Oleh karena itu, kami berpendapat bahwa mempercepat penghentian PLTU bukanlah cara yang ideal untuk menangani rencana transisi energi, terutama ketika ketahanan energi mulai menjadi perhatian utama dalam permasalahan energi saat ini. Oleh karena itu, kami berpendapat bahwa ada beberapa kekhawatiran yang perlu diatasi sebelum pensiun dini PLTU meningkat.

Pertama, pemerintah harus merumuskan insentif yang lebih baik bagi investor energi terbarukan agar pengembangan energi terbarukan bisa mengimbangi pensiunnya PLTU.

Kita tahu, pemerintah baru saja mengeluarkan Peraturan Presiden Nomor 112 Tahun 2022 tentang Percepatan Pengembangan Energi Terbarukan. Namun, kami merasa bahwa sebagian besar tujuan dari peraturan harga (yaitu harga maksimum listrik dari pembangkit listrik terbarukan) dibuat untuk secara tidak langsung melindungi perusahaan listrik milik negara, PLN.

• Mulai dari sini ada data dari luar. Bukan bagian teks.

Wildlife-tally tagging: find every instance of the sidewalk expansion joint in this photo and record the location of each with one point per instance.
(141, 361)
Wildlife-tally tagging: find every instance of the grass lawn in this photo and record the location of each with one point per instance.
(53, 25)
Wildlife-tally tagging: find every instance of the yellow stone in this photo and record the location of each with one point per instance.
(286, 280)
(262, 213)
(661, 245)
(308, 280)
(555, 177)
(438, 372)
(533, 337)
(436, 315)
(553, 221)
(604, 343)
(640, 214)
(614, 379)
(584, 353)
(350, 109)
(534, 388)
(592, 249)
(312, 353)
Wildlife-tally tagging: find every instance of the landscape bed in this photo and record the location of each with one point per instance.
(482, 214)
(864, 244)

Kami berpendapat bahwa tidak boleh ada peraturan harga yang maksimal di pasar yang hanya terdapat satu pembeli yaitu PLN. Selain itu, kami menyarankan agar pemerintah menaikkan harga pembelian listrik energi terbarukan untuk jangka waktu tertentu hingga mencapai tingkat dimana investor bersedia berinvestasi.

Kedua, kami juga percaya bahwa terkadang lebih baik menunggu, melihat, dan berasumsi apa yang dilakukan negara lain agar tetap sejalan dengan rencana transisi energinya sambil tetap menjaga keamanan energinya.

Seperti yang telah kami sebutkan sebelumnya, Indonesia bukanlah salah satu negara yang mengonsumsi batu bara terbanyak. Sehingga akan ada cukup waktu secara psikologis untuk belajar dan mengadopsi, misalnya, teknologi dari negara-negara konsumen batu bara terbesar. Teknologi yang menjadikan energi terbarukan lebih terjangkau, dan mencegah batu bara menjadi aset yang terbengkalai.

Dan yang terakhir, kami percaya bahwa jika pemerintah tetap menerapkan kebijakan ini, pemerintah harus memanfaatkan keuntungan komoditas yang ada saat ini untuk mempercepat pengembangan energi terbarukan. Misalnya saja, pemerintah dapat memberlakukan kewajiban penggunaan royalti ekspor batu bara untuk mendukung investasi pada pembangkit listrik energi terbarukan.